The Supreme Consultation Forum summoned Sun Chanthol to the Peace Palace to question him on road quality issues.
Supreme Consultation Forum member Sok Sovann Vathana Sabung grilled the minister on issues ranging from overloaded lorries to a lack of proper drainage systems and corruption.
Vathana Sabung, who is president of the Khmer Rise Party, said corruption was at the root of the problem of overloaded trucks.
Underpaid officials at weighing stations, he said, allowed individuals to load too much cargo onto their vehicles in exchange for bribes. The problem cost the state hundreds of millions of dollars a year, according to Vathana Sabung.
Chanthol agreed that corruption at weighing stations was part of the problem. He said his ministry is working to reform the system, remove corrupt officials from their positions, or arrest officials that take bribes.
The ministry, he said, also plans to install smart scales that will reduce the role of officials.
On drainage problems, he said the drainage system in many roads was deficient because it is built once the road is completed. He said the ministry often lacks the budget to build the road and its drainage system simultaneously.
Chanthol said efforts will be redoubled to address these problems, particularly with regards to corrupt officials.
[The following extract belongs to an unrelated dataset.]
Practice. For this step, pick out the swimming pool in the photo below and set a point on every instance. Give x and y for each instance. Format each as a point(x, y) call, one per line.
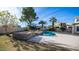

Affiliated Network for Social Accountability executive director San Chey said the first step to improve road quality and reduce corruption is to amend the Law on Public Procurement and the Road Law to allow for better monitoring of public infrastructure projects.
With the right law implemented efficiently, road quality would improve, he said.
“We see a lack of involvement in monitoring public projects, and we are not enforcing the law properly. This gives corrupt officials an opportunity to take advantage of the system.
“The ministry must allow experts to monitor law enforcement activities and amend the Public Procurement Law,” he said.